I have noticed that quite frequently MOOCs close their enrollment, and content is made available only for students who are enrolled. Why?
3 Answers
Lacking individual interaction between instructor and student, MOOCs often have a policy that this kind of feedback is replaced by interactions with the "community" of other students on web forums. So my sense is that closing enrollments from time to time recreates traditional semesters, that is, batches up students into similar cohorts in time -- and then hopefully this serves to create a "critical mass" of respondents on the forums, who are all working through like material at about the same time, and more likely to respond to each other's questions and concerns in a coherent fashion.
And to add to Daniel's answer, the instructors may also want to set a pace, akin to traditional in person lessons. Releasing new material on regular intervals, the are encouraging students to follow it at the set pace.

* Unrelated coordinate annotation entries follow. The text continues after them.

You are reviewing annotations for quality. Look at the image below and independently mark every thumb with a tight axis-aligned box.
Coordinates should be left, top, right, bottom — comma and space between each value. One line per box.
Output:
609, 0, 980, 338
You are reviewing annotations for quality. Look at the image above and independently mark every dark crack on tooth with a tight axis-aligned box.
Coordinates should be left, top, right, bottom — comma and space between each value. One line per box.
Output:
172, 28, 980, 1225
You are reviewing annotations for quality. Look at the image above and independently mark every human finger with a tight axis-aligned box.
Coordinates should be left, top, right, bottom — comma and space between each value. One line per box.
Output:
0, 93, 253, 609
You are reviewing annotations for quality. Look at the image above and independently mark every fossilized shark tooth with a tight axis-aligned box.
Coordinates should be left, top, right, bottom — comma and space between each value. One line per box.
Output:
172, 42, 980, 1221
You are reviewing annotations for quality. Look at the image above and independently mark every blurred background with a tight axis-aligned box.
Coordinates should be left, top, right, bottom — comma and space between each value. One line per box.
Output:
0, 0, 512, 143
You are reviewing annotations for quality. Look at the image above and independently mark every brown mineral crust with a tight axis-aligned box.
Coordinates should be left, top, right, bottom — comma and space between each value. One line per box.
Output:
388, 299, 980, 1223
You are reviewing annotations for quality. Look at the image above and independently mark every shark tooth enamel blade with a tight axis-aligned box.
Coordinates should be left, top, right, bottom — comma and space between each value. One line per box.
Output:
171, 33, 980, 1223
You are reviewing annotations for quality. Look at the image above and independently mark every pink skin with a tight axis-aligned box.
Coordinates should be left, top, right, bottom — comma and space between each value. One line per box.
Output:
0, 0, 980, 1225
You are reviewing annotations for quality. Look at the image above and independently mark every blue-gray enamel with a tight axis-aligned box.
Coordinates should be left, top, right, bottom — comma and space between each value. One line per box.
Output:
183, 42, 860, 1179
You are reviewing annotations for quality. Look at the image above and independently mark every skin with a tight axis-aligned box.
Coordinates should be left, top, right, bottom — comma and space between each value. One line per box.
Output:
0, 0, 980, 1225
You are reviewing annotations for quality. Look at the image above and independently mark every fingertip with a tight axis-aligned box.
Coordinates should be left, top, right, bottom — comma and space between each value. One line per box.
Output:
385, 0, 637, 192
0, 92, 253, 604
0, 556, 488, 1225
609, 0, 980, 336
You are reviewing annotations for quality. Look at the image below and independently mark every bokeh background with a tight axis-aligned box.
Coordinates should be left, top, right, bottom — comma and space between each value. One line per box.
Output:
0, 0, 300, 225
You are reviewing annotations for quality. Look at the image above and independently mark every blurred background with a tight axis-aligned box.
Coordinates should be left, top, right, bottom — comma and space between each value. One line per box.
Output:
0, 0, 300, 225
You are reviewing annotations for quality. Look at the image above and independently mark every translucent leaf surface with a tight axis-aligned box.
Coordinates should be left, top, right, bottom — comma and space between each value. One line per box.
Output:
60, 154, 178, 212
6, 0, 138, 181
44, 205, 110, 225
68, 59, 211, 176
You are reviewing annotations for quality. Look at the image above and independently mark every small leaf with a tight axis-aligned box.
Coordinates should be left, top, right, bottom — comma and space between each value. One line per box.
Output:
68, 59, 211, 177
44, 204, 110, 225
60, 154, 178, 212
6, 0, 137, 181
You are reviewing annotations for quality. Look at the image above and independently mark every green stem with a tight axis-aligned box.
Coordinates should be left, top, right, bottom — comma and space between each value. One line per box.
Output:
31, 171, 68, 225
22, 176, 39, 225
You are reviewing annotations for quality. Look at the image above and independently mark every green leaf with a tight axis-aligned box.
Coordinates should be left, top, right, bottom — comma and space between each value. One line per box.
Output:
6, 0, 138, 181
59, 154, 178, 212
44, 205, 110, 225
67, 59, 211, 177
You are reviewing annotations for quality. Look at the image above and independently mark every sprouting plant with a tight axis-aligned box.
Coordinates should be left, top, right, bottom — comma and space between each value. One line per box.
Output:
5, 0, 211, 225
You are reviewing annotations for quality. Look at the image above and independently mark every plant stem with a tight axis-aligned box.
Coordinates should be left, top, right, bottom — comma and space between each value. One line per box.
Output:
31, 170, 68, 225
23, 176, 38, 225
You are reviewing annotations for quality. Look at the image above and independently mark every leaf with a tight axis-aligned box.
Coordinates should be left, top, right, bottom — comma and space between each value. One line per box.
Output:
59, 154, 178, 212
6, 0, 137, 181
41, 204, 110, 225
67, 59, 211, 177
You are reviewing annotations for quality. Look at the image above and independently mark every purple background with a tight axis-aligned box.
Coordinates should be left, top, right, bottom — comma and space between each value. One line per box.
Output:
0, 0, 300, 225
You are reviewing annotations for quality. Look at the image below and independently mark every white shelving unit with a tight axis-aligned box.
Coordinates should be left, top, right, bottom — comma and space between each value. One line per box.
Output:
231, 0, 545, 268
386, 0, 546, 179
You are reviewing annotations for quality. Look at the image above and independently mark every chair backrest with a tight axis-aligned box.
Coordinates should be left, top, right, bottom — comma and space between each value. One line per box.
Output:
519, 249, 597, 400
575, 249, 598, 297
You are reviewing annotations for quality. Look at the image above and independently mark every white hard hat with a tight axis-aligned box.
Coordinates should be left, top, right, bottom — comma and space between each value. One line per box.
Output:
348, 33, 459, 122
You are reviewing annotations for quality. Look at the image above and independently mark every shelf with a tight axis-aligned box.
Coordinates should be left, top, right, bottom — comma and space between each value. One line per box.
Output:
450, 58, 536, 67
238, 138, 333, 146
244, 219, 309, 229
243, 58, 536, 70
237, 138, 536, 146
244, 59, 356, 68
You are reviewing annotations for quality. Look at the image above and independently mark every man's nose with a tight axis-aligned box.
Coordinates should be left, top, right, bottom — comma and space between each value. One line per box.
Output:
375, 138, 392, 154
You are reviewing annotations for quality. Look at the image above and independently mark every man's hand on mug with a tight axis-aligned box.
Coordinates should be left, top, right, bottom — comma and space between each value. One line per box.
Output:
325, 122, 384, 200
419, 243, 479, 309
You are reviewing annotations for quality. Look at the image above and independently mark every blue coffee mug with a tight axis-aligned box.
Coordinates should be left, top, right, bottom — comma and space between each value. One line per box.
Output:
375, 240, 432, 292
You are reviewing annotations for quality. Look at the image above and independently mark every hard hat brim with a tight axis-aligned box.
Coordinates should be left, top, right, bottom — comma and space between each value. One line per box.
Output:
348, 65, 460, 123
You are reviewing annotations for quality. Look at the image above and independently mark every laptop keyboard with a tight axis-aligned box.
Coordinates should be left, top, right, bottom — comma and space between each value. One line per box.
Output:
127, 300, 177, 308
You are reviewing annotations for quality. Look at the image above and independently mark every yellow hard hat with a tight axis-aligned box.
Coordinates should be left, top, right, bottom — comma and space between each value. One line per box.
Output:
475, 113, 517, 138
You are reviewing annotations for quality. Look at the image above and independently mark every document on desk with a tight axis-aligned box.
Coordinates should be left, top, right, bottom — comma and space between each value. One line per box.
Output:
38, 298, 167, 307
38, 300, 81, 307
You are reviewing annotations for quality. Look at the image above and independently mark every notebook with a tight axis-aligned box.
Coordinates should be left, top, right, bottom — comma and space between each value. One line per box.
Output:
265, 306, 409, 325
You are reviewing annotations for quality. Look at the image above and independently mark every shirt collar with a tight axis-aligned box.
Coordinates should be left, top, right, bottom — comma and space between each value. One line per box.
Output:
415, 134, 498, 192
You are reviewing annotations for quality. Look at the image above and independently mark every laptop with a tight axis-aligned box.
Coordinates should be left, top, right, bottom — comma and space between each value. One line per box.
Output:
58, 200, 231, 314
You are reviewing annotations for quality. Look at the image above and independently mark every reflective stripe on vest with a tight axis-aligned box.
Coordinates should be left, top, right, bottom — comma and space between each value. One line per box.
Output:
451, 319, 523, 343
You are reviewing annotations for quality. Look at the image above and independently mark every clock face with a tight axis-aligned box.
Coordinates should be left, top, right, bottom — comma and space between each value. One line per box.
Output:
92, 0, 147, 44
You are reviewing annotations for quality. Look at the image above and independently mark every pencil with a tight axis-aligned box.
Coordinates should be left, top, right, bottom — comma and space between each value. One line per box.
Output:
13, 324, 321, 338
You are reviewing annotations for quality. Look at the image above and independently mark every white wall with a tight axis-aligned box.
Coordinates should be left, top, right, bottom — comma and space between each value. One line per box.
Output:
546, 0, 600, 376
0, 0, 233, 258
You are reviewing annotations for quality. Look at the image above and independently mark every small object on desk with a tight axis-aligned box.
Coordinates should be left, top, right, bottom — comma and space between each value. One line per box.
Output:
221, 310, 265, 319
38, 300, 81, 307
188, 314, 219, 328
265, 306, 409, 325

So, if you sign up, and get a new lecture every week, are more likely to watch them on time, digest the material, and keep on the course, that if you sign up and get a backlog of 30 lessons to watch, and growing.
From the students' perspective, it doesn't make much sense to close the course. From an institutional perspective, however, it's usually just a budget and reputation concern.
If nobody official is answering questions, the course looks dead, which makes the school look flakey. At the same time, the cost of hiring someone to manage the course all the time is prohibitive. So, courses get closed.